25-year-old Yannete was several months pregnant when she arrived in Ecuador on foot after a gruelling 10-day journey from Venezuela, due to the violence in her home country. She made the difficult decision after being shot at several times back home in her neighbourhood in los Llanos Venezolanos. 31-year-old Juan arrived in Ecuador, again on foot, and alone with just a small backpack. He was forced to leave his home because the medicine he needed to treat a terminal illness was impossible to find in Venezuela, due to huge drug shortages. 18-year-old Desiré arrived with her one-and-a-half-year-old daughter Noa and spent 4 days living on the streets until they were able to find temporary shelter.  

These are just 3 stories, among thousands, from Venezuelan migrants and refugees seeking a better life in Ecuador. According to figures from the UN, more than half a million Venezuelans are now living in Ecuador, half of whom need urgent access to some form of housing.  

Yannete in her new home in Ecuador. Credit: Leo Salaz Z/ CARE. 

"People don't understand what we have had to go through in Venezuela,” says Yannete. “I would give my life for my children, I don't want to see them suffering in the street."  

Venezuelans also face several challenges when arriving in Ecuador when it comes to employment, housing, legal status, and xenophobia.

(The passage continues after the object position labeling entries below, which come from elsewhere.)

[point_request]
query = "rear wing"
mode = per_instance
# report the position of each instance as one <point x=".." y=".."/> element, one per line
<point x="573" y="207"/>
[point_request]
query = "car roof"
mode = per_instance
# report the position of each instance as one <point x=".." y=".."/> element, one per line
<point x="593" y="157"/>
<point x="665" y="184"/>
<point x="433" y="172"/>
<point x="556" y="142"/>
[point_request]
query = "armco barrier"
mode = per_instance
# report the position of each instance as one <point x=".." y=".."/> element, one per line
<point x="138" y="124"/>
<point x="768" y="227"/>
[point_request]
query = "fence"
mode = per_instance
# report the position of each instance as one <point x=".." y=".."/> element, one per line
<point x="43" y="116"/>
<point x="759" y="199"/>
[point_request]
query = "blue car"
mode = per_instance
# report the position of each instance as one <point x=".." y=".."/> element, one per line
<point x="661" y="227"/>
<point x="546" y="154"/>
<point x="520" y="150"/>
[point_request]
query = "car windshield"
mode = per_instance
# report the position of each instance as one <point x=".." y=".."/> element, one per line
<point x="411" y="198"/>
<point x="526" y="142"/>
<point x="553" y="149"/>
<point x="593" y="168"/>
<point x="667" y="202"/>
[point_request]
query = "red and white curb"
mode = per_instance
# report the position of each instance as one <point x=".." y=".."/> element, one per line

National policies to allow migrants to lawfully live in the country, provide access to employment and economic opportunity, and combat xenophobia and stigma in the media and public spaces are all crucial for the well-being of migrants and refugees.  

In Ecuador, Venezuelan refugees and migrants struggle to find jobs and livelihoods, which means they are often not able to meet even their basic day to day needs like food and shelter. A recent study by CARE Ecuador showed the complications that migrants experience daily in accessing shelter and housing across 7 regions of Ecuador.  

The study found that the majority - 62% - of those surveyed reported that they had no form of work.  23% said they resorted to begging on the streets and occasional street vending, while 15% said they carry out informal and occasional work activities such as acting as recyclers and day jobs as bricklayers, carpenters and commercial promoters of restaurants and other local businesses. 

Temporary shelters for Venezuelan migrants typically house between 18 – 150 people. For mothers like Desiré, the main problem of living in these shelters is the lack of private space for feeding and caring for her daughter, as well as a lack of any recreational areas for children. Cramped conditions and a lack of safe spaces, especially for women and girls, can lead to increased risks of Sexual and Gender-based Violence (SGBV). Amongst those most vulnerable to lack of proper, safe housing are children and adolescents, survivors of SGBV, and LGBTIQ+ people, who often face discrimination in country.  

In Huaquillas, one of the cities CARE surveyed on the border with Peru, shelters are having to operate with reduced capacity as a result of the COVID-19 prevention and mitigation measures. Despite this, there is still regular overcrowding due to the high demand for services. Extra spaces have to be made available to accommodate sudden increases in arrivals, or for people trapped by border closures with Peru and are unable to continue their journeys.  

Juan now lives in a rented apartment with CARE support in Huaquillas. Credit: Luis Herrera/ CARE. 

"Home is tranquillity, union, well-being. I dream of having a normal life here in Ecuador, I want to stay here," says Juan, who - thanks to CARE's support - has an apartment, while he looks for employment. 

It is hoped that through the support of organization like CARE, these shelters can become employment generating centres to give residents the opportunity to achieve economic independence. 

CARE Ecuador is providing humanitarian assistance to refugees and migrants in country, as well as other vulnerable groups who have been worst affected by the COVID-19 pandemic. CARE is currently working with grassroots organizations to provide psychosocial and legal counselling, multipurpose cash transfers, food, hygiene and women-sensitive kits, cash or vouchers for temporary housing, and distributing PPE. In addition, CARE is supporting people in developing livelihoods and sources of income by providing seed capital and training on how to set up a small business.  

CARE is also providing management of gender-based violence cases and promoting self-help groups for survivors of gender-based violence, to help tackle the huge rise in incidents of SGBV due to the COVID-19 pandemic.